Placé sous la présidence du ministre de la Justice, le Comité comprend parmi ses membres les représentants de 15 instances gouvernementales, judiciaires, sécuritaires et financières.
La mise en place de ce mécanisme juridique intervient dans le sillage du respect par le Royaume de ses engagements internationaux et de la mise en adéquation de son système avec les normes mondiales, essentiellement les résolutions du Conseil de sécurité et les recommandations du Groupe d’action financière (GAFI).
Le Comité devra se pencher sur l’activation des mesures de gel des biens des personnes physiques ou morales dont les noms sont cités dans les résolutions du Conseil de sécurité, ainsi que sur la mise en œuvre des décisions d’interdiction de voyager.
Au cours de la cérémonie, Abdellatif Ouahbi, ministre de la Justice, a souligné le rôle que va jouer le Comité notant que son département a pris des mesures opérationnelles pour faciliter sa mission. L’installation de cette instance témoigne, ajoute-t-il, de la volonté sincère du Maroc d’assécher les sources des fonds illicites et de faire respecter le système juridique international.

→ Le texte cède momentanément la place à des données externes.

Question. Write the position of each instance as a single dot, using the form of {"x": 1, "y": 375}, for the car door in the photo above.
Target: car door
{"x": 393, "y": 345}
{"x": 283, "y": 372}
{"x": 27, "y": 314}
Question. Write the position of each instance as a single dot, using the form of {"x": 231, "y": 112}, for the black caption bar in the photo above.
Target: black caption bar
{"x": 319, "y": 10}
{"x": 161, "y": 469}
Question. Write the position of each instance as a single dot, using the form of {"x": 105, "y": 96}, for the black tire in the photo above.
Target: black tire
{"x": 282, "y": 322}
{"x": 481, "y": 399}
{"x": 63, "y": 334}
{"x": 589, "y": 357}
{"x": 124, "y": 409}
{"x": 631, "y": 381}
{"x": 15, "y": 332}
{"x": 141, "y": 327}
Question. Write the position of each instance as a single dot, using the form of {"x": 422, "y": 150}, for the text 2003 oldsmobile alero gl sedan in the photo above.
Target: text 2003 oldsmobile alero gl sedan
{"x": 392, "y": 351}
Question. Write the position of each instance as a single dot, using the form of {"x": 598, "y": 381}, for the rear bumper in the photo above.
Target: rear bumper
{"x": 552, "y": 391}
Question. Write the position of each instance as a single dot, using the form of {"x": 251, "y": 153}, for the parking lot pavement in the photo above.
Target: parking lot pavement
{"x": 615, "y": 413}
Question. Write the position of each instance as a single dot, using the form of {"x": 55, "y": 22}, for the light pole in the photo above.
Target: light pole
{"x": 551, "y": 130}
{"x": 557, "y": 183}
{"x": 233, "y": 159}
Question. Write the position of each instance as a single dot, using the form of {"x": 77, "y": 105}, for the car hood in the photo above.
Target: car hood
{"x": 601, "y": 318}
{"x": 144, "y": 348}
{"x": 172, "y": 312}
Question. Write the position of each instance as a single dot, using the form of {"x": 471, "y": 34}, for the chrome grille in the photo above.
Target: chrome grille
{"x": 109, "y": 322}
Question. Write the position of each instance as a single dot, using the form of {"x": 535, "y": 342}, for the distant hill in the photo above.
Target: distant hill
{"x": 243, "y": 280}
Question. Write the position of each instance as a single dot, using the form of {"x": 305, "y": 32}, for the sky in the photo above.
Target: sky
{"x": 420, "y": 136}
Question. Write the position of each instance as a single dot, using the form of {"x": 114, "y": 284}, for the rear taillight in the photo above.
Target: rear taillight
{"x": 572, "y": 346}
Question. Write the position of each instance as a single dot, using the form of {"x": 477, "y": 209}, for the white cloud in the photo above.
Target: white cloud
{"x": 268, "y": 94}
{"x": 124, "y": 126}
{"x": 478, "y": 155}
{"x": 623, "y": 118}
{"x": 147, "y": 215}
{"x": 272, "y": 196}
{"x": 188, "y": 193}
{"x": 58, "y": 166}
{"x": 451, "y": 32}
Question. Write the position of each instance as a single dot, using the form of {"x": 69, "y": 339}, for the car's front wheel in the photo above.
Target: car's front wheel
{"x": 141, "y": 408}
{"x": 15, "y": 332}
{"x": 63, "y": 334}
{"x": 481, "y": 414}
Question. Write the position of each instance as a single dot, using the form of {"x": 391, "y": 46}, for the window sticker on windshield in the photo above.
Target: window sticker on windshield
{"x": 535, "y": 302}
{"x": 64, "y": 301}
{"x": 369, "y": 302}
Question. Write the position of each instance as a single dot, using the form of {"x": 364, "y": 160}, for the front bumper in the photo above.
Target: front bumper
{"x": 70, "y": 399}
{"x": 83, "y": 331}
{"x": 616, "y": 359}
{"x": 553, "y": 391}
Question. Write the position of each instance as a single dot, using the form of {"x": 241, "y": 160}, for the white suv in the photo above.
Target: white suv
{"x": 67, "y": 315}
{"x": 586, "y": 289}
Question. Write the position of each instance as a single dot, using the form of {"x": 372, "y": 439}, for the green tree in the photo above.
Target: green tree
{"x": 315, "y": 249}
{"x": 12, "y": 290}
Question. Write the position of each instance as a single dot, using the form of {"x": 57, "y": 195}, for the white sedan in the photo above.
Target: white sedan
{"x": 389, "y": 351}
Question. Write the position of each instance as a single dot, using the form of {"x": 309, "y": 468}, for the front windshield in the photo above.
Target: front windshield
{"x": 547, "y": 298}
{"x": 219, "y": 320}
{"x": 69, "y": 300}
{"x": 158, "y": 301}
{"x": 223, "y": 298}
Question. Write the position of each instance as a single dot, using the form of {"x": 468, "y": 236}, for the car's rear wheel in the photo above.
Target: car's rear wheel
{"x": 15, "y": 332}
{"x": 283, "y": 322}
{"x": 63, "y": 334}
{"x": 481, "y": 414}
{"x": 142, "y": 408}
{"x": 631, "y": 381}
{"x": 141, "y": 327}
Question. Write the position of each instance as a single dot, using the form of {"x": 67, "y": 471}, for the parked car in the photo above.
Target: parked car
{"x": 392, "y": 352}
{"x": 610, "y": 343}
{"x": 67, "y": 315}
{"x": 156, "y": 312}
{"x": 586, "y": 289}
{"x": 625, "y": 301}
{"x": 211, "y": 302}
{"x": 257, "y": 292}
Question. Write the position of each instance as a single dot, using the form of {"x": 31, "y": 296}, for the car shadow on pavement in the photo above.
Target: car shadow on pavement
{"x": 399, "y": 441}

El Hassan Daki, procureur général du Roi près la Cour de Cassation, président du Ministère public, a assuré que le nouveau mécanisme apporte une réponse à une série de problèmes juridiques résultant de l’absence d’un cadre opérationnel et institutionnel intégré pour l’exécution des sanctions financières du Conseil de sécurité. Le défi consiste désormais à dépasser les remarques négatives contenues dans le rapport d’évaluation mutuel et à soutenir les efforts du Royaume à sortir de la situation de suivi renforcé.